The Comedy That Never Ends: Dante Then and Now
This summer: Dive Into Dante with Professor Callegari @ 11
Seven centuries after it first circulated among elite readers in northern Italy, Dante Alighieri's Commedia — the Divine Comedy — continues to speak to readers across languages, cultures, and centuries. What keeps it alive? That is precisely the question this course sets out to answer.
We begin with La vita nova (c. 1293–94), the early work in which Dante first forged his poetic voice, before plunging into the Inferno (c. 1306–09) — the first and most visceral of the Commedia's three canticles. At every turn, Dante stages a restless struggle between personal longing, civic duty, Christian faith, and the raw power of the body. His unprecedented fusion of these forces is what made the poem extraordinary in his own time — and what keeps it urgent in ours.

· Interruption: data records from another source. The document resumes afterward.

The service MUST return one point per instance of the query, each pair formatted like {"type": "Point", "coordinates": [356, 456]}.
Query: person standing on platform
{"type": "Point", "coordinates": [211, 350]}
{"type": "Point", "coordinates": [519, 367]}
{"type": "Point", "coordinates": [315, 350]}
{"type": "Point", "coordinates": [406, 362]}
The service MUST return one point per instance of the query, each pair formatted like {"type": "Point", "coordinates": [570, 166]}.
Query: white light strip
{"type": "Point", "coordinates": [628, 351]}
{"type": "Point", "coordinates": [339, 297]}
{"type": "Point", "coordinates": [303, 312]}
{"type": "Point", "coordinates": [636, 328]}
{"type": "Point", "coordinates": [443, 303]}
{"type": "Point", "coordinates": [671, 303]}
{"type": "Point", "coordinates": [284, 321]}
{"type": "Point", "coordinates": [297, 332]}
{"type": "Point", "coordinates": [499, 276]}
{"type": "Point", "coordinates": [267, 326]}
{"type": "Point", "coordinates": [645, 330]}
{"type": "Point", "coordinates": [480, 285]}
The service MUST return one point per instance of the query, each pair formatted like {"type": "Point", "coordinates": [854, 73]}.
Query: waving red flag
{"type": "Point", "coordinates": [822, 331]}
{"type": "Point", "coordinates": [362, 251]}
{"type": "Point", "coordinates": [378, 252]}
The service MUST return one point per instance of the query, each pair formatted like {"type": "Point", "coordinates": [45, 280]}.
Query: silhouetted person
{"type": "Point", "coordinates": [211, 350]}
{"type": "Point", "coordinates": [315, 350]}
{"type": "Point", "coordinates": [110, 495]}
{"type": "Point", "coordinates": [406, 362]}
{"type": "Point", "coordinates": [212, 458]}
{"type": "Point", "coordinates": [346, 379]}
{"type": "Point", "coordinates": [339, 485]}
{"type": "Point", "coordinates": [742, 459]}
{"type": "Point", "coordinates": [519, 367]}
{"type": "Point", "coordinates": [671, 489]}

Alongside close readings of the poetry, we will explore how Dante's work has been translated, interpreted, and reimagined across different eras and media — asking, as Italo Calvino once did, why it has "not finished saying what it has to say."
Language: Taught in English. Assessments: Midterm, 2 essays, digital project. Credit: Dist:LIT · WCult:W · NRO eligible. Cross-listed:REL 32.02.
Students taking the course for major or minor credit will attend a weekly X-hour and write both essays in Italian. Please note that courses receiving an NRO grade may not fulfill major requirements.